In this blog post I’ll show methods that can be used to identify and troubleshoot query plan regressions caused by the new cardinality estimator. I’ll show how this was a very manual task in SQL Server 2014 and how the process was made much easier in SQL Server 2016 with the introduction of Query Store.
For the purpose of this demo, I will use HammerDB to generate and populate a database that I will then run TPC-C (OLTP) workloads against. Benchmarks will be taken against the HammerDB generated database under the different database compatibility levels to show the effects the different cardinality estimator model versions have on the workload:
- Benchmark 1: Database Compatibility Level = 110 (Legacy CE)

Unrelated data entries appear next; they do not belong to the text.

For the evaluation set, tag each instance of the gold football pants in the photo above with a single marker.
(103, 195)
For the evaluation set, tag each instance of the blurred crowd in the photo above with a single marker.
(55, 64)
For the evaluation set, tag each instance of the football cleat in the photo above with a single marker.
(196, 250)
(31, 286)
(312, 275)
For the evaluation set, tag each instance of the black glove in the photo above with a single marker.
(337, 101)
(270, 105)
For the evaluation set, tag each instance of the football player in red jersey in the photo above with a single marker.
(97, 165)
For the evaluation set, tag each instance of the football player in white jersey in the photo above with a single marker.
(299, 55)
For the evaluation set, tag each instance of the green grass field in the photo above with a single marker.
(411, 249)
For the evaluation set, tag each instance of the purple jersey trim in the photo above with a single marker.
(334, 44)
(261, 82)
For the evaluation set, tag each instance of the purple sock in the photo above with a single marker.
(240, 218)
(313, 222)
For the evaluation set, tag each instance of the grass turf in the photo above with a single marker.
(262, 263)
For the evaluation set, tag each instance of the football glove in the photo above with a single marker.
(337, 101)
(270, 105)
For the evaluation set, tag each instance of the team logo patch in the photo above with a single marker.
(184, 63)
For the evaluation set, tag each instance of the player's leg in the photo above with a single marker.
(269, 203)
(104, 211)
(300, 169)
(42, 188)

- Benchmark 2: Database Compatibility Level = 120 (New SQL Server 2014 CE)
- Benchmark 3: Database Compatibility Level = 130 (New SQL Server 2016 CE)
Trace Flag 4199 which enables various query optimiser hotfixes could potentially affect the results of these workload tests and will not be enabled in this demo.

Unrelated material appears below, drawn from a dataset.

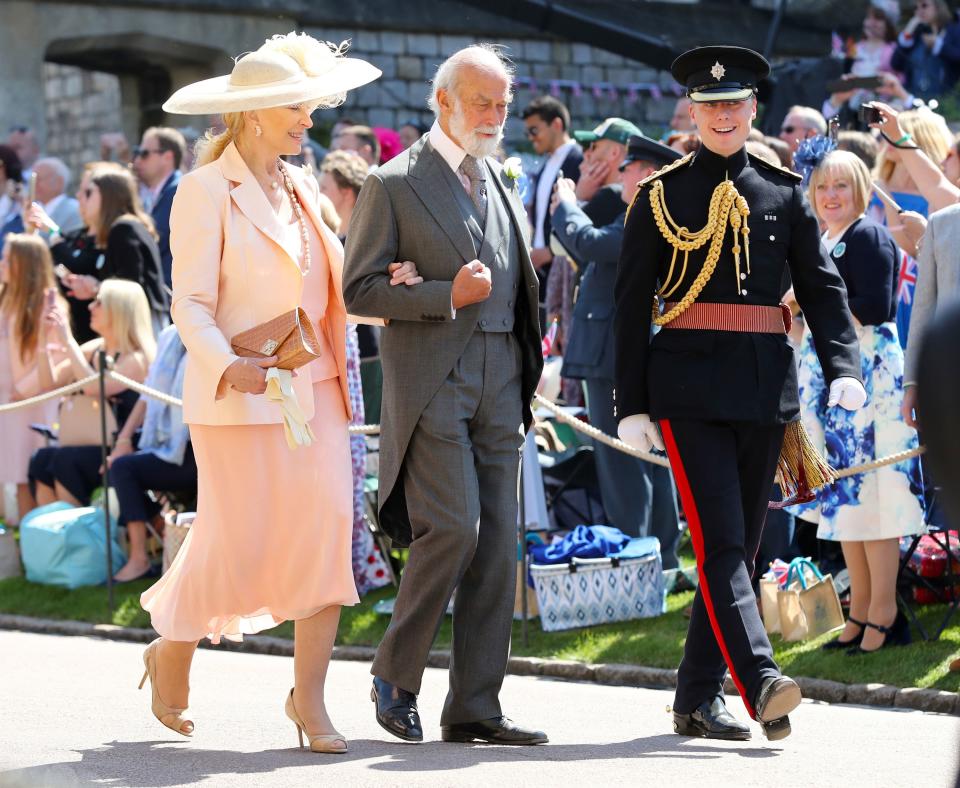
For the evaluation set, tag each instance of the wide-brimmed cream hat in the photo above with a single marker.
(286, 70)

Using HammerDB in this manner to generate a synthetic workload is a very contrived example. In reality you should be using tools like RML Utilities or Distributed Replay to test what effect the new cardinality estimator has against your specific application workload.
My demo environment consists of a Windows Server 2012 R2 VM with a single installation of SQL Server 2016 RTM configured to use a maximum of 8GB of memory with MAXDOP set to 4, CTOP set to 25 and the tpcc database using the simple recovery model.
Configuring HammerDB & PerfMon
HammerDB: Launch HammerDB and select ‘MSSQL Server’ from the benchmark options. Expand ‘TPC-C’, navigate to ‘Schema Build’ and double click ‘Options’. This is the template for the database which will be created and populated. For this demo I have used the options below. To create the ‘tpcc’ database, double click ‘Build’.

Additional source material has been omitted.